One of 122 rural schools in Marion County
MEMORIES IN FOCUS: One of 122 rural schools in Marion County years ago
Typical of the 122 rural school districts in Marion County in 1905 was Canada School District No. 60, where teachers James A. Ray and Loretta “Laura” Sheets taught an average of 56 well-dressed students in first through eighth grades daily.
The building, now at Nighthawk Rd. and US-56 a mile north of Canada, was built just three years earlier, in 1902, even though the days of rural primary schools were by then beginning to be numbered.
In 1904, a year before this photo was taken, Burns constructed the state’s first consolidated “union” school.
The following year, three other “union” schools, featuring all grades through high school, existed in the county. A year after that, Ray, typically referred to as “professor” in newspapers of the time, had become county school superintendent and embarked on speaking tour to discuss school consolidation.
Rural schools often lived close to the edge financially. A legal notice in May 1905 listed District 60 as having a balance of just $6.34 in its general fund at the end of the school year.
As was common at the time, the school frequently published lists of students who had been neither tardy nor absent each month. One such listing in 1905 included students with the last names of Balzer, Bluhm, Burkholder, Funk, Giesbrecht, Goertz, Goosen, Kline, Kreutziger, Mastin, Matz, Riesen, Robertson, Rupp, Siebert, Stenzel, and Thompson.
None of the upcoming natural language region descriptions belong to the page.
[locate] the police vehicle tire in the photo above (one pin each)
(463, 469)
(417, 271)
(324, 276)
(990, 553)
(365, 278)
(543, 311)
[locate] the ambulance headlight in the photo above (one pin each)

Written on the back of the photo at Marion Historical Museum is a note from the picture’s donor: “Under right-hand window, hair parted in the middle with bow ties, that’s me. Wallace Siebert.”
Ray, Sheets, and Siebert all are buried in Marion County.
Ray, a Kentucky native who died in 1944 at age 79, is buried in Claney Cemetery, on 150th Rd. near Remington Rd.
Sheets, who also taught Sunday school at Emmanuel Baptist Church in Marion, died at age 69 in 1938.
She and Siebert, a long-time Canada businessman who died in 1976 at age 88, are buried in Marion Cemetery.